Enhanced separation via confined shear flow in microchannel: A novel insight into the role of confined hydrogen bonds in microfluid and its effect on competitive mass transfer of hydrated ions

Abstract

Microfluidic extraction and separation have demonstrated enormous potential in the field of purification and separation, but the essence of its enhanced separation has always been a focus of debate in the academic community. This study reveals that the interaction between extractant molecules and ions in the process of microfluidic extraction exhibits some significant differences from conventional liquid–liquid two phase stirring dispersed droplet extraction. The interaction between extractant molecules and metal ions through the hydrogen bonds (H-bonds) bridged by water molecules around the hydration shell of metal ions exhibits a noticeable change in confined flow in microchannel. It was demonstrated that in our experiments that the strength difference of this interaction is subjected to the ability of different metal ions to bind water molecules. Therefore, the differences in the interaction between extractant molecules and ions through the hydrogen bonding “water-bridge” are easier to be distinguished within the confined fluid, due to the different effects from the confined environment on mass transfer of metal ions with different abilities to bind water molecules.

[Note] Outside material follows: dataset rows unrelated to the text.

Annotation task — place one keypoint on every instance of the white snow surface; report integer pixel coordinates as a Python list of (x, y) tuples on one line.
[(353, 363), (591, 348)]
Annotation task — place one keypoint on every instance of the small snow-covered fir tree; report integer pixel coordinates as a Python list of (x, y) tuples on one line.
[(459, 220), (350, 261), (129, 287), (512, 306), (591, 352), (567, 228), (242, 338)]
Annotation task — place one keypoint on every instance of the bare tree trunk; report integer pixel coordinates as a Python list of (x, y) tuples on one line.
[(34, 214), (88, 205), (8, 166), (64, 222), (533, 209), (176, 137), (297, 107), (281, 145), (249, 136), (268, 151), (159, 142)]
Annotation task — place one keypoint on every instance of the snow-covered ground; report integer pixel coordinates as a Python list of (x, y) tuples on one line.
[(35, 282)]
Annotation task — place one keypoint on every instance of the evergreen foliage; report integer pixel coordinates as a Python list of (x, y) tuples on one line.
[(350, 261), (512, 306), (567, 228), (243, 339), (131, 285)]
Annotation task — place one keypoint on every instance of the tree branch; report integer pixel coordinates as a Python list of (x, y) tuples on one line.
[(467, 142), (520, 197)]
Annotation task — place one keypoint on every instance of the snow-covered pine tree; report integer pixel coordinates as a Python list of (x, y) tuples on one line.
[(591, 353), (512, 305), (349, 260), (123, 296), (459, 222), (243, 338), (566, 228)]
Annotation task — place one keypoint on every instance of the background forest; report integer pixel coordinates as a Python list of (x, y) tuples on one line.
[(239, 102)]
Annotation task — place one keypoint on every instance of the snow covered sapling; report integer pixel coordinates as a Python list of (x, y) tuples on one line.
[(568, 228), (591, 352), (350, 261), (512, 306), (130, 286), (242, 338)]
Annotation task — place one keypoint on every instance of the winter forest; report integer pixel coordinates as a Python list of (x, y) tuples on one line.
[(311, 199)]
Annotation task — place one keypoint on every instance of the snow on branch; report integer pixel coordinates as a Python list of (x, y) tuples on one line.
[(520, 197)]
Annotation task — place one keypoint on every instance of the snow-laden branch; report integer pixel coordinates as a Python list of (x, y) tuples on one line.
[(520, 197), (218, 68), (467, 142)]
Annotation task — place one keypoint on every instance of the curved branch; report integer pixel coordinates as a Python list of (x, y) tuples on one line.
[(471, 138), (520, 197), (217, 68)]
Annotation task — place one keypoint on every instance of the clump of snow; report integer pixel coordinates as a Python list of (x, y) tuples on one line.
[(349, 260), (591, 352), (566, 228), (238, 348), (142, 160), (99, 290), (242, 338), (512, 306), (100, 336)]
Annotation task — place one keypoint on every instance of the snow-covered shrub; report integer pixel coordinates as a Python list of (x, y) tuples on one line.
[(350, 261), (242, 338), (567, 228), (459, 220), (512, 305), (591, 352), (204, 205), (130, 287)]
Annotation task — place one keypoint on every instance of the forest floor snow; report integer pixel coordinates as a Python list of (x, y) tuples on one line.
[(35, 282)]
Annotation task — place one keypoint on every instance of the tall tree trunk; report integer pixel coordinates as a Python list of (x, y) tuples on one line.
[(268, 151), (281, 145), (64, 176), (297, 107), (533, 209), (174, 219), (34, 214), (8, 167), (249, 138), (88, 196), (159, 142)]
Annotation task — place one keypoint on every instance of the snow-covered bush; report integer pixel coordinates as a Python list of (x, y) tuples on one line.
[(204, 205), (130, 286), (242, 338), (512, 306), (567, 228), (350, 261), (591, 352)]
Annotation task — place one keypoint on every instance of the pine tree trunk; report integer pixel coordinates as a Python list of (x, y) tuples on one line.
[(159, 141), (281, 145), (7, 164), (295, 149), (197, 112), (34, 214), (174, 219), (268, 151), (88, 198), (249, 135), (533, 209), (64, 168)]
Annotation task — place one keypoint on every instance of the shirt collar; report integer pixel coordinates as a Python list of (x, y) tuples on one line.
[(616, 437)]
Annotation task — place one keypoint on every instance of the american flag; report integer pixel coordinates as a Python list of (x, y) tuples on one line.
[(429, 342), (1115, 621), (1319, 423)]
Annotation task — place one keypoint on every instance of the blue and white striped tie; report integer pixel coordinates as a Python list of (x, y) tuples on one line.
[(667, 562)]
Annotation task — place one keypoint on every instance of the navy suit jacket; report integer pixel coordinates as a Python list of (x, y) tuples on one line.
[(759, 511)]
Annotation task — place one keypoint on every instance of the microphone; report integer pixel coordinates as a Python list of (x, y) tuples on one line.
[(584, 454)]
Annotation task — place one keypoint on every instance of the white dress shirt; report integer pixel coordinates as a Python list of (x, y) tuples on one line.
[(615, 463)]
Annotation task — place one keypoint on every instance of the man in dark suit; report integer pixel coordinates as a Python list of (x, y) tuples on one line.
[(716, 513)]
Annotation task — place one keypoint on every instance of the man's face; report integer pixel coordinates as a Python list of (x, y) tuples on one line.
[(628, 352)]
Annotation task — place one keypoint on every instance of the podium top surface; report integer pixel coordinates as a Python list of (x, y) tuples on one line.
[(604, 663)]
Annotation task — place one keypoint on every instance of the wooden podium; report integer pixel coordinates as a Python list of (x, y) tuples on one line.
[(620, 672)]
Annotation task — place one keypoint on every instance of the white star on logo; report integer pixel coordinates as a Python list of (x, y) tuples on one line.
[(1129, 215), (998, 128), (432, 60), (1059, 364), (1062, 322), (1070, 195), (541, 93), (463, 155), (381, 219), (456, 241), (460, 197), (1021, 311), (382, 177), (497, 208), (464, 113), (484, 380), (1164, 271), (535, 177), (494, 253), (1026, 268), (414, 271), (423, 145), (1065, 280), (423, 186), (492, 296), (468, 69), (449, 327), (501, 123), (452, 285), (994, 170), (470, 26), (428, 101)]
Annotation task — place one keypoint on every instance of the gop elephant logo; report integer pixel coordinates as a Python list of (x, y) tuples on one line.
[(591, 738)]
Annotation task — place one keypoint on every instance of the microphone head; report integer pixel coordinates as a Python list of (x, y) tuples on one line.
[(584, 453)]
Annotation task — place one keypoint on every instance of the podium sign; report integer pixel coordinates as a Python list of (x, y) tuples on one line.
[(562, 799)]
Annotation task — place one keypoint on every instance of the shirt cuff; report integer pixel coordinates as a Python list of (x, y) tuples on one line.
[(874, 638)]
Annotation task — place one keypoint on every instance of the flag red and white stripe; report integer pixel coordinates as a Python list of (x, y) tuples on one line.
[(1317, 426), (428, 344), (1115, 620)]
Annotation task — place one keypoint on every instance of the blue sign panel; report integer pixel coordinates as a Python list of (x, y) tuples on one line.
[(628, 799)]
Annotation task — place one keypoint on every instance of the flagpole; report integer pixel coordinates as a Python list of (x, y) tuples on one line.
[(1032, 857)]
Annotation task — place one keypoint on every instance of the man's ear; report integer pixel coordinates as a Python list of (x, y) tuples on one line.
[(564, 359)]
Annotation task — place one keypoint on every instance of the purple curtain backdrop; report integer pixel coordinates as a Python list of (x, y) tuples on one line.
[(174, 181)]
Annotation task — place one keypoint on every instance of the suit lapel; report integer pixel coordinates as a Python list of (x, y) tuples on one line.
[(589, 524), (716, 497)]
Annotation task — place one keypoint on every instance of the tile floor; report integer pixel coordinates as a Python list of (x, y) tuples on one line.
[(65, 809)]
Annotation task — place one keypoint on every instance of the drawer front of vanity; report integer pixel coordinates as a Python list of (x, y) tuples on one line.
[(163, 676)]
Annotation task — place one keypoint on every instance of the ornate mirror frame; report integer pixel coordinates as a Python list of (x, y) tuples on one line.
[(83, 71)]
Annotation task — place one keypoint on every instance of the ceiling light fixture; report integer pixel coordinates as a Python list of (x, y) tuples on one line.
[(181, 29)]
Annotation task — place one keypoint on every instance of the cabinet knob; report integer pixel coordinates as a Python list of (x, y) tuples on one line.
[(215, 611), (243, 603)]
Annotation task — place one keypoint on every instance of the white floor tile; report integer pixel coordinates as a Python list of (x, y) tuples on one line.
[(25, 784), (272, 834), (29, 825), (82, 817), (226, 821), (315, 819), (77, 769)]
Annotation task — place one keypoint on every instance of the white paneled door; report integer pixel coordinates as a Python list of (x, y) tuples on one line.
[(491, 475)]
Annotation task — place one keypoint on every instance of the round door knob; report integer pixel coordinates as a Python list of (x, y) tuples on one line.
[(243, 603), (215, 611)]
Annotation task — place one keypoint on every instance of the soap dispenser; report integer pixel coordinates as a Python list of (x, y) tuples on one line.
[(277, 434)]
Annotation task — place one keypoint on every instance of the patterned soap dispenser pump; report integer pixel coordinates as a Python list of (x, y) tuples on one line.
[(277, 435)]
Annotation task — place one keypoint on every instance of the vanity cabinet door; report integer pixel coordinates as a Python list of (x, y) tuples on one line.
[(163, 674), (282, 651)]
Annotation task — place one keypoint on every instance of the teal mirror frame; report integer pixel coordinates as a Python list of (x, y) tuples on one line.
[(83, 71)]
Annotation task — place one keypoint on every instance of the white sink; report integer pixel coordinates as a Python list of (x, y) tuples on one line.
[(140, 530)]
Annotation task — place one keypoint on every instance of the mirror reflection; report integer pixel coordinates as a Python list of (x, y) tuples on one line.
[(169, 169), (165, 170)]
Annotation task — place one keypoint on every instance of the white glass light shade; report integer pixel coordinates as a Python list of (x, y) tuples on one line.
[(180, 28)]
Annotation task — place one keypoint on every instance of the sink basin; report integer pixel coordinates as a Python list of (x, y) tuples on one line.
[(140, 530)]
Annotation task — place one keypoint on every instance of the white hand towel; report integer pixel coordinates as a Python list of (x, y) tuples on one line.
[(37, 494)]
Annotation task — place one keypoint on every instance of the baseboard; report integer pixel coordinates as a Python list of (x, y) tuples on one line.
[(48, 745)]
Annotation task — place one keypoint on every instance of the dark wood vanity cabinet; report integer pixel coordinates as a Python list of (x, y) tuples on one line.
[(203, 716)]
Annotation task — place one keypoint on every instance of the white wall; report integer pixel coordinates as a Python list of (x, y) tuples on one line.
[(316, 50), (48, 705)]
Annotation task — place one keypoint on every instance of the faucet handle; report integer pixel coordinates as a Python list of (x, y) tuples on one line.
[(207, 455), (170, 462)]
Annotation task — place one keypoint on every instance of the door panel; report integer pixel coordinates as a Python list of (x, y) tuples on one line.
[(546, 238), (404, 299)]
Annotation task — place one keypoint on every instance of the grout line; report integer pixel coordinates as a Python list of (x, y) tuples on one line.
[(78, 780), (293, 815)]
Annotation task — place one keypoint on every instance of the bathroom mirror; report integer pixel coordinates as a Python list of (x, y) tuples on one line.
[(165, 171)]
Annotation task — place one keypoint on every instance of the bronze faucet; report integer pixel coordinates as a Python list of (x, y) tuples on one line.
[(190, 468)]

The confined fluid environment strengthened the difference in the interaction, leading to an amplification of difference in ion diffusion rates, thereby achieving enhanced separation of target rare earth Er3+ ions from the coexisting background ions. Hydrophilic coexisting background ions can be separated by reducing the microchannel width, so that the βEr/Al increases from 2.95 to 49.78. However, the relatively hydrophobic background ions can be separated by increasing flow rates, so that the βEr/Mg increases from 75.32 to 299.06. This work provides a new insight into the essence of microfluidic enhanced separation from the perspective of confined H-bonds.